In the back, Stan Isaacs and others had brought twisty puzzles, and one of the puzzles was a puzzle in itself. Many of the unique, and one-off puzzles are 3D printed by a company called Shapeways. But they don’t assemble the puzzle, so you have to sort out all the pieces yourself, put stickers on them (if needed), and then piece the puzzle together, bit by bit. And then hope you’ve put it together right so it can be unsolved and solved.
I went over to peer at the hexaflexagons, and Nancy Blachman recognized me as Neil’s mother/chauffeur, and encouraged me to try making a hexaflexagon myself. I choose the easiest, and had a comically difficult time making it. I made it upside down. I bent it backwards. I had to unglue it and twist it around another way, staring carefully at the step by step instructions, which still evaded me. When I finally got it together, I was so proud, I ran around showing it off to everyone I knew. I took the rest of the packet home, so I can continue to challenge myself.
I then retreated to the back next to the selected Martin Gardner books Stan Isaacs had brought. I checked out a funky children’s poetry book by Gardner called Never Make Fun of a Turtle, My Son, and then read his chapter on food fads in Fads and Fallacies in the Name of Science. Gardner would likely be skeptical of my vegan friends.
I chatted with some other people, but soon we had to go, because Stanford was only letting the group borrow the space for a few hours. Neil regretted not having played Dots & Boxes with Berlekamp, and he told me he had to run a question about sliding block puzzles past Bob Hearn. That Bob, I thought? But he’s too young.

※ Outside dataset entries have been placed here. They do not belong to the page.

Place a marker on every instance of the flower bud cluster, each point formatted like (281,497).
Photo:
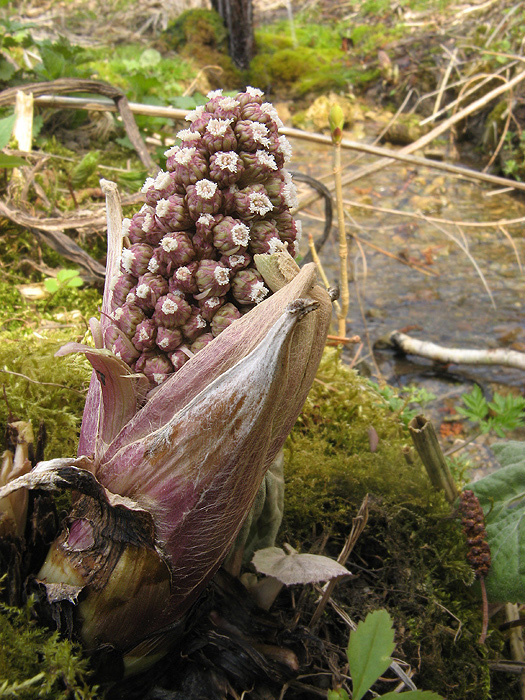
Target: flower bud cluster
(473,523)
(187,271)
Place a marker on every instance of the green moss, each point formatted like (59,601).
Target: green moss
(411,556)
(36,663)
(198,26)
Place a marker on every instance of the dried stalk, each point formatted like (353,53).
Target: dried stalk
(426,443)
(343,245)
(173,113)
(358,525)
(457,356)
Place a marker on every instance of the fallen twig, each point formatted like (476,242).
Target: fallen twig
(174,113)
(64,85)
(457,356)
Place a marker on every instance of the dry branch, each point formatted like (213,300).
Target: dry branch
(65,85)
(174,113)
(457,356)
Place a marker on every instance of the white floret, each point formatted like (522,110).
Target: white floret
(184,155)
(218,127)
(222,275)
(258,292)
(142,290)
(227,160)
(150,182)
(254,92)
(205,188)
(162,208)
(240,234)
(127,259)
(259,203)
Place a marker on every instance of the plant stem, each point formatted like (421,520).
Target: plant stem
(343,246)
(426,443)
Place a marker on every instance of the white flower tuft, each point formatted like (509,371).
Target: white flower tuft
(289,191)
(126,223)
(205,219)
(218,127)
(150,182)
(169,244)
(254,92)
(298,230)
(276,245)
(142,290)
(187,135)
(162,180)
(222,275)
(162,208)
(205,188)
(153,266)
(169,307)
(148,222)
(228,103)
(227,160)
(266,159)
(184,155)
(258,292)
(240,234)
(259,203)
(260,133)
(235,260)
(183,274)
(285,149)
(195,114)
(127,259)
(269,109)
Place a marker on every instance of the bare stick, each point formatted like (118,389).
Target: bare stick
(457,356)
(173,113)
(114,222)
(343,246)
(426,443)
(358,525)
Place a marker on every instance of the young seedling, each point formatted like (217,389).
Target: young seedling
(369,655)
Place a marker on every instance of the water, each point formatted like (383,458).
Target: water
(449,306)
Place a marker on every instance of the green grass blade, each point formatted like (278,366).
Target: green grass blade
(369,651)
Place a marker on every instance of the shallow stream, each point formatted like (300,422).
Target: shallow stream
(445,300)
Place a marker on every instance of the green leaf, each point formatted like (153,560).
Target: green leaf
(11,161)
(339,694)
(6,129)
(54,63)
(369,651)
(51,284)
(413,695)
(502,497)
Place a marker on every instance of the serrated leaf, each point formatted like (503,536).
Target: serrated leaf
(6,129)
(339,694)
(11,161)
(369,651)
(502,497)
(51,284)
(413,695)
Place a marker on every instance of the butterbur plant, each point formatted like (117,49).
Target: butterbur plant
(208,342)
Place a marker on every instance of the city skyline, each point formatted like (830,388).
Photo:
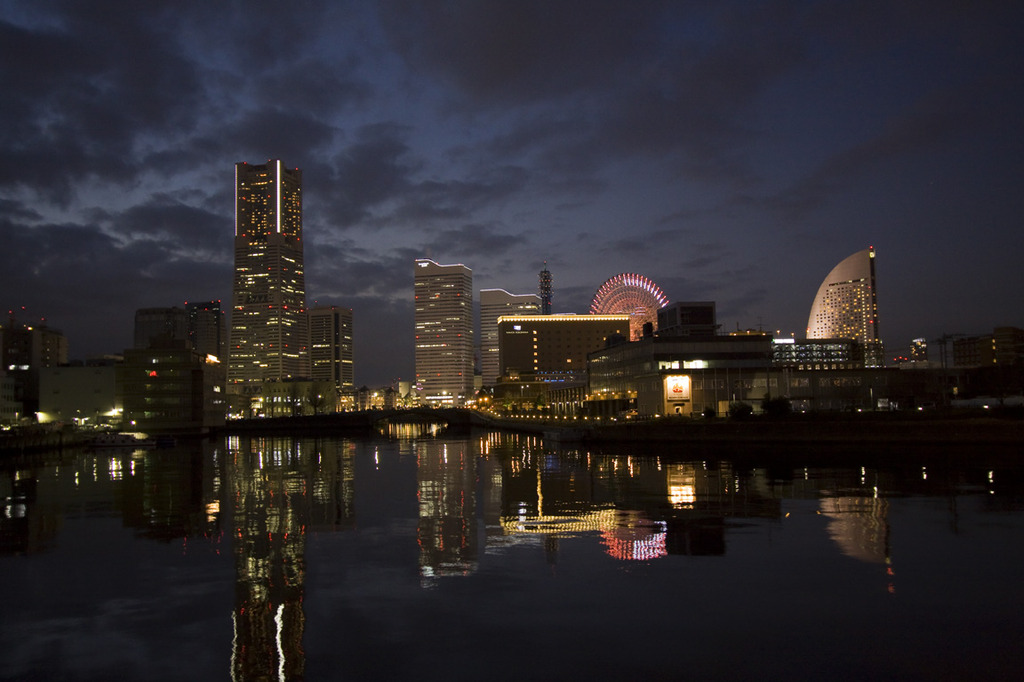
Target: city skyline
(726,152)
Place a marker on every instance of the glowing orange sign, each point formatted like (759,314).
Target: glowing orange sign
(677,387)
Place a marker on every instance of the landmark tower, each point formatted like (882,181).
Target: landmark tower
(269,330)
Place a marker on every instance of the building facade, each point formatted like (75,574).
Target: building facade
(269,329)
(331,345)
(846,306)
(25,349)
(687,318)
(495,303)
(206,328)
(170,387)
(547,290)
(553,349)
(80,394)
(160,326)
(443,321)
(658,375)
(817,354)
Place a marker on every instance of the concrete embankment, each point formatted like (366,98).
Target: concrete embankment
(757,430)
(36,439)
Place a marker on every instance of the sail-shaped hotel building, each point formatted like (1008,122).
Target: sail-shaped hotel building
(846,306)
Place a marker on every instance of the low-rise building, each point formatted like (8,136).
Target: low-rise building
(168,388)
(83,394)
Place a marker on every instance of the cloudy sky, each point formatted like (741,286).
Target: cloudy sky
(731,152)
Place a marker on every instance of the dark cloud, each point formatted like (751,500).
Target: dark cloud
(729,151)
(498,52)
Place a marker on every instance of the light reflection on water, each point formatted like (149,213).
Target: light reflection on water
(296,558)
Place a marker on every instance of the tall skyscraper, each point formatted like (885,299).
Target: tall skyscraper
(206,328)
(546,290)
(846,306)
(269,330)
(331,345)
(160,325)
(443,332)
(494,303)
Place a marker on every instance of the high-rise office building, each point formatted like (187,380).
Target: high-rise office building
(846,306)
(554,348)
(547,292)
(269,329)
(443,332)
(160,326)
(331,345)
(494,303)
(206,328)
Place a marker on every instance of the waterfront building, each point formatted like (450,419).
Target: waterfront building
(170,387)
(160,325)
(206,328)
(331,345)
(846,306)
(656,375)
(10,407)
(919,350)
(553,349)
(83,394)
(268,327)
(687,318)
(817,354)
(443,322)
(1004,346)
(495,303)
(25,349)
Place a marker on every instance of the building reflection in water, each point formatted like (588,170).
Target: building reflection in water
(859,526)
(445,474)
(641,507)
(280,488)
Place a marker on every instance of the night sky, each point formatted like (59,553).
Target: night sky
(731,152)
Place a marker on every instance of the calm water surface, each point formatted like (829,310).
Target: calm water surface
(499,557)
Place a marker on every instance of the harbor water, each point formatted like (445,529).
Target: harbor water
(413,555)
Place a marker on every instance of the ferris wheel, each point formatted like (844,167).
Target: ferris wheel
(630,294)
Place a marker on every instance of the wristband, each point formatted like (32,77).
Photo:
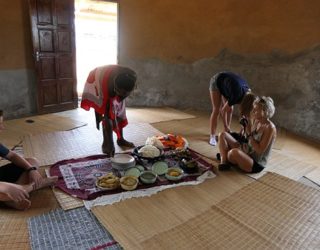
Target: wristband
(30,169)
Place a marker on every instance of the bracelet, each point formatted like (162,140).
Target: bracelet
(31,169)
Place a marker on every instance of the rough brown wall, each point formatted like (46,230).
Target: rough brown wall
(15,42)
(186,31)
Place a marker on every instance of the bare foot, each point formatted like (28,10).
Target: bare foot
(21,205)
(124,143)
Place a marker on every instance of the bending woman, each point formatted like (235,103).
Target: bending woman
(252,156)
(226,89)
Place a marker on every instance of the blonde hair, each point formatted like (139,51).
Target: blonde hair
(267,105)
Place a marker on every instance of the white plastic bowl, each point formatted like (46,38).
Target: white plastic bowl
(123,161)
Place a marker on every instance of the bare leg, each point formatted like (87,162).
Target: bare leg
(226,142)
(215,97)
(108,145)
(240,158)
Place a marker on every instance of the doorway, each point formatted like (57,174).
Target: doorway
(96,28)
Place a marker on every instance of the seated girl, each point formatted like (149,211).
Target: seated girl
(19,178)
(251,155)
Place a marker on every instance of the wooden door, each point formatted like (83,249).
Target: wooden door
(53,35)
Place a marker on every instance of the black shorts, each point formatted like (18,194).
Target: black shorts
(256,168)
(10,173)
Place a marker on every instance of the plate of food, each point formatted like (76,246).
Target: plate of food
(108,182)
(160,167)
(129,182)
(148,152)
(174,174)
(171,141)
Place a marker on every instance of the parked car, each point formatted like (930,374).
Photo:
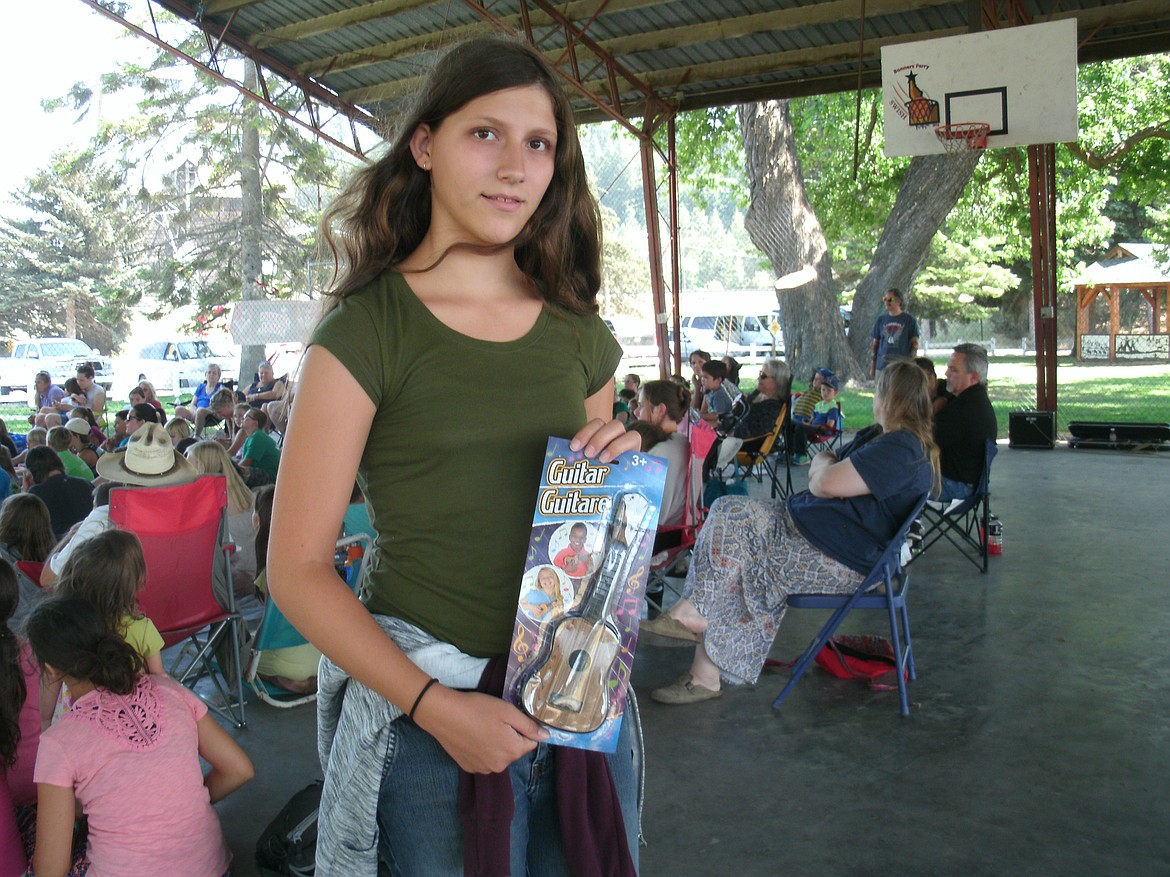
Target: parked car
(727,333)
(60,357)
(178,366)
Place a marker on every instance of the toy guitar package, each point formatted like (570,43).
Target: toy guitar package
(582,593)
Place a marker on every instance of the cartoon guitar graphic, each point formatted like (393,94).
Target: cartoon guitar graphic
(568,689)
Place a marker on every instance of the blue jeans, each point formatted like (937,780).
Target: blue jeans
(420,834)
(954,489)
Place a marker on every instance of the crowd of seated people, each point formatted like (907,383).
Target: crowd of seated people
(733,633)
(752,553)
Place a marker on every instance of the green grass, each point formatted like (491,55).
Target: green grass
(1085,392)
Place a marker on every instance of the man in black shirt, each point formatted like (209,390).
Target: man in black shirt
(69,498)
(965,423)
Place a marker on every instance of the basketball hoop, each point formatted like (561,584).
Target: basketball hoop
(963,136)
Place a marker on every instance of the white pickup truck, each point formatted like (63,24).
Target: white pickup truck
(60,357)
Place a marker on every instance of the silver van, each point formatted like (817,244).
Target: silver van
(179,366)
(725,333)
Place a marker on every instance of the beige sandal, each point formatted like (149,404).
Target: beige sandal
(685,691)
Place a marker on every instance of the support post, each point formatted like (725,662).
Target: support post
(1043,194)
(675,263)
(654,241)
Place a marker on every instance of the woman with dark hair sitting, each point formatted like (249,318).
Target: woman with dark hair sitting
(752,553)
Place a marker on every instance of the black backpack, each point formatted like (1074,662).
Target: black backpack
(289,843)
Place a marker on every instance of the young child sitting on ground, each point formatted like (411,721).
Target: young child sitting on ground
(824,423)
(826,413)
(717,399)
(126,754)
(108,571)
(803,406)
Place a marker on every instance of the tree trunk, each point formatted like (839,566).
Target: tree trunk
(250,219)
(931,186)
(782,222)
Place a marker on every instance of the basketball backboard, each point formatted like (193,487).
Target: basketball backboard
(1020,81)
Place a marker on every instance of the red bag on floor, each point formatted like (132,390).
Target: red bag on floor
(859,657)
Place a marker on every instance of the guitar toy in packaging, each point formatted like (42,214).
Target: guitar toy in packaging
(582,593)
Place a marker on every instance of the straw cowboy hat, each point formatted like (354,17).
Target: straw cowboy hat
(77,425)
(149,460)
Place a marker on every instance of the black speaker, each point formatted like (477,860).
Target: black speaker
(1119,435)
(1032,429)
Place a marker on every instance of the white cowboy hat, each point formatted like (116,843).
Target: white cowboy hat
(77,425)
(149,460)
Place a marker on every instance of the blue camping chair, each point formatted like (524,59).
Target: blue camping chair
(885,588)
(275,632)
(964,525)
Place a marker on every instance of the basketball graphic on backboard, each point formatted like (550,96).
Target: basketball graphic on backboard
(1011,87)
(921,109)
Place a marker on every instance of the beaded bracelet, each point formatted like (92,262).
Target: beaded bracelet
(419,698)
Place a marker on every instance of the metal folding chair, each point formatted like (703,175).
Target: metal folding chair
(963,525)
(885,587)
(765,457)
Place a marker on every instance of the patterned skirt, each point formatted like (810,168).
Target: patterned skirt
(749,558)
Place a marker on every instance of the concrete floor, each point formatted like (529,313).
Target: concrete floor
(1038,743)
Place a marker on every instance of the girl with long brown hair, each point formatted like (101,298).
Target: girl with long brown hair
(473,239)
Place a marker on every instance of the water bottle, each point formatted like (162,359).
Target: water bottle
(995,536)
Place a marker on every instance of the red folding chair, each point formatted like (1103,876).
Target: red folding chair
(188,581)
(673,543)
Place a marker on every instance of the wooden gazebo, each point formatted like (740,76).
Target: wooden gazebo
(1126,269)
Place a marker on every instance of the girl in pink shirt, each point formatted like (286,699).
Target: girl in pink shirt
(126,753)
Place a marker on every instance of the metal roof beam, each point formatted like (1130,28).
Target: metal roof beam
(335,21)
(309,89)
(687,35)
(215,7)
(385,8)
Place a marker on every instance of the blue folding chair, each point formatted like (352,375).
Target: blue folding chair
(276,632)
(964,525)
(883,588)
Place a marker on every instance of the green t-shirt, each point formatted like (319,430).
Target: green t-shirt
(453,460)
(75,465)
(262,449)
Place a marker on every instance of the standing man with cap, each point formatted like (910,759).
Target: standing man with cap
(895,333)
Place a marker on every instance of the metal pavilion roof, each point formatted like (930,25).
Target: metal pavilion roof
(631,60)
(364,57)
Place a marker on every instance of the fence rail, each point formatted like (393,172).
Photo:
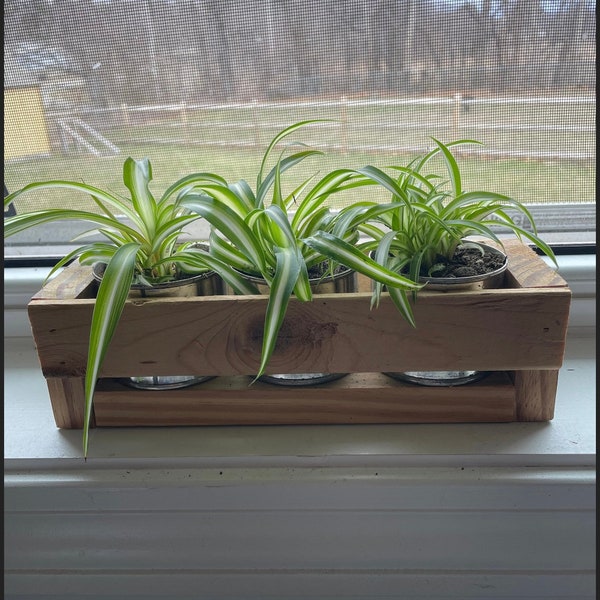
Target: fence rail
(534,128)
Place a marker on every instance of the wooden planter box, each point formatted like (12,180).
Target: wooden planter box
(517,331)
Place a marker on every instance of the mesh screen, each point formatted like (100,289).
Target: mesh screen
(203,85)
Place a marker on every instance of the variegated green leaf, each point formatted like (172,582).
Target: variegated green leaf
(110,300)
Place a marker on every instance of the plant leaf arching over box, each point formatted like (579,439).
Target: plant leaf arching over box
(518,331)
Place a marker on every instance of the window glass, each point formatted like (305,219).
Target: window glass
(203,85)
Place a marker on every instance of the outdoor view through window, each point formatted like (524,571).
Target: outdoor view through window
(204,85)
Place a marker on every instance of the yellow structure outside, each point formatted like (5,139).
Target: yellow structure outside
(25,126)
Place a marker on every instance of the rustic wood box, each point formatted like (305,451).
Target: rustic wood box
(518,331)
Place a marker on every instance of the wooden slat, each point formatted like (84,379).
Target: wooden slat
(528,270)
(489,330)
(75,281)
(68,401)
(356,398)
(536,394)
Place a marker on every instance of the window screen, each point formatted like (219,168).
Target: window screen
(203,85)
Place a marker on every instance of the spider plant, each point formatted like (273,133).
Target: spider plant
(432,214)
(144,248)
(278,237)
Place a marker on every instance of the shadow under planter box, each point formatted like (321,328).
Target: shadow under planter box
(518,331)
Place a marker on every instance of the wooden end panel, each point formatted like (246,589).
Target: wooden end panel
(67,397)
(75,281)
(526,269)
(535,394)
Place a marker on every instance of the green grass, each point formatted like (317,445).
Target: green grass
(526,181)
(179,144)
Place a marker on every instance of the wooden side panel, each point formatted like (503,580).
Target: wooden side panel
(493,330)
(357,398)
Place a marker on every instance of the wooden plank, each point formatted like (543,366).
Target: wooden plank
(528,270)
(356,398)
(68,401)
(220,335)
(536,394)
(75,281)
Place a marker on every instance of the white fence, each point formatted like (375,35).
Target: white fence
(539,128)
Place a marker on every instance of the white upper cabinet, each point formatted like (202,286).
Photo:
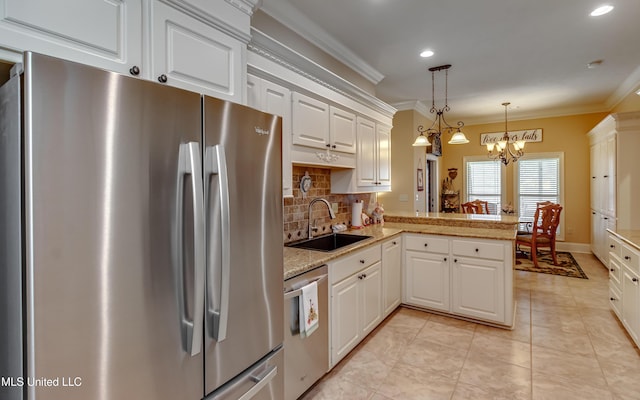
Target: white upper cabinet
(323,126)
(342,130)
(103,33)
(310,122)
(192,55)
(275,99)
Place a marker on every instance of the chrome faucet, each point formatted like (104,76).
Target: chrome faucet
(312,227)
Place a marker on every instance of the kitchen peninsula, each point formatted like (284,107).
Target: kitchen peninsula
(456,264)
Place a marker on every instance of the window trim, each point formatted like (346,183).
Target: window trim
(503,180)
(516,184)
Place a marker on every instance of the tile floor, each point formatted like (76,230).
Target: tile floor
(567,344)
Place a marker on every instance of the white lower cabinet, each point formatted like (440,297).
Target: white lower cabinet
(624,284)
(427,280)
(391,275)
(356,299)
(463,277)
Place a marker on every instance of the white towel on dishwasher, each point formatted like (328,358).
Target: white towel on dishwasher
(309,313)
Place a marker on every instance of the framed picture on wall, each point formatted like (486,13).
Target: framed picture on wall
(420,180)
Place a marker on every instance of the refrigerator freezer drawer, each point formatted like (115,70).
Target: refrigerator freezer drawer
(263,381)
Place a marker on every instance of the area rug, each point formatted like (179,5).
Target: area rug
(567,265)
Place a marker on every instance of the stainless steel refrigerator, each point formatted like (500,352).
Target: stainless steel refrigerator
(141,231)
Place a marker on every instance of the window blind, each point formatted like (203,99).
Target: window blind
(538,180)
(484,182)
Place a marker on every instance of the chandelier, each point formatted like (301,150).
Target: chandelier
(458,137)
(502,150)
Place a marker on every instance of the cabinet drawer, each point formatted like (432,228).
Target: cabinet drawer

It was a fairly small group, compared to 2010 (the last time we went.) But that may be because there are several other Martin Gardner Celebrations in the area this year, most notably one at the Nueva School in Burlingame aimed at young scholars on October 25, and one in Berkeley with a showing of “The Nature of Things” on October 26. In any case, we both had a great time, and Neil got to see people he admires again.